The study had serious problems. It was based on what people remembered feeling years before — an often fuzzy record. It included some ex-gay advocates, who were politically active. And it didn’t test any particular therapy; only half of the participants engaged with a therapist at all, while the others worked with pastoral counselors, or in independent Bible study.
Several colleagues tried to stop the study in its tracks, and urged him not to publish it, Dr. Spitzer said. Yet, heavily invested after all the work, he turned to a friend and former collaborator, Dr. Kenneth J. Zucker, psychologist in chief at the Center for Addiction and Mental Health in Toronto and editor of the Archives of Sexual Behavior, another influential journal.

I knew Bob and the quality of his work, and I agreed to publish it,” Dr. Zucker said in an interview last week. The paper did not go through the usual peer-review process, in which unnamed experts critique a manuscript before publication. “But I told him I would do it only if I also published commentaries” of response from other scientists to accompany the study, Dr. Zucker said. Those commentaries, with a few exceptions, were merciless. One cited the Nuremberg Code of ethics to denounce the study as not only flawed but morally wrong. “We fear the repercussions of this study, including an increase in suffering, prejudice, and discrimination,” concluded a group of 15 researchers at the New York State Psychiatric Institute, where Dr. Spitzer was affiliated.

Dr. Spitzer in no way implied in the study that being gay was a choice, or that it was possible for anyone who wanted to change to do so in therapy. But that didn’t stop socially conservative groups from citing the paper in support of just those points .

But Dr. Spitzer couldn’t control how his study was interpreted by everyone, and he could not erase the biggest scientific flaw of them all, roundly attacked in many of the commentaries: Simply asking people whether they’ve changed is no evidence at all of real change. People lie, to themselves and others. They continually change their stories, to suit their needs and moods. By almost any measure, in short, the study failed the test of scientific rigor that Dr. Spitzer himself was so instrumental in enforcing for so many years.

“As I read these commentaries, I knew this was a problem, a big problem, and one I couldn’t answer,” Dr. Spitzer said. “How do you know someone has really changed?” 
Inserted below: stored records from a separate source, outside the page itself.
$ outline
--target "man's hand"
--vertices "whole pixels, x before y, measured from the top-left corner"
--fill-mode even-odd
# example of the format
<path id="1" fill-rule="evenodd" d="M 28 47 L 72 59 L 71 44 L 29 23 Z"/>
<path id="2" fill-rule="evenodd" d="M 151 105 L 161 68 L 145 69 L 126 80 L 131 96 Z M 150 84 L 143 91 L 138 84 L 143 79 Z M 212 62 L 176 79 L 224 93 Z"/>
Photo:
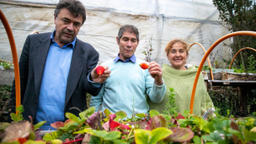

And one day in March, Dr. Spitzer entertained a visitor. Gabriel Arana, a journalist at the magazine The American Prospect, interviewed Dr. Spitzer about the reparative therapy study. This wasn’t just any interview; Mr. Arana went through reparative therapy himself as a teenager, and his therapist had recruited the young man for Dr. Spitzer’s study (Mr. Arana did not participate). “I asked him about all his critics, and he just came out and said, ‘I think they’re largely correct,’ ” said Mr. Arana, who wrote about his own experience last month. Mr. Arana said that reparative therapy ultimately delayed his self-acceptance and induced thoughts of suicide. “But at the time I was recruited for the Spitzer study, I was referred as a success story. I would have said I was making progress.” That did it.

The study that seemed at the time a mere footnote to a large life was growing into a chapter. And it needed a proper ending — a strong correction, directly from its author, not a journalist or colleague. “You know, it’s the only regret I have; the only professional one,”
Dr. Spitzer said of the study, near the end of a long interview. “And I think, in the history of psychiatry, I don’t know that I’ve ever seen a scientist write a letter saying that the data were all there but were totally misinterpreted. Who admitted that and who apologized to his readers.”
Yes, people lie.  Especially the "godly Christian" crowd.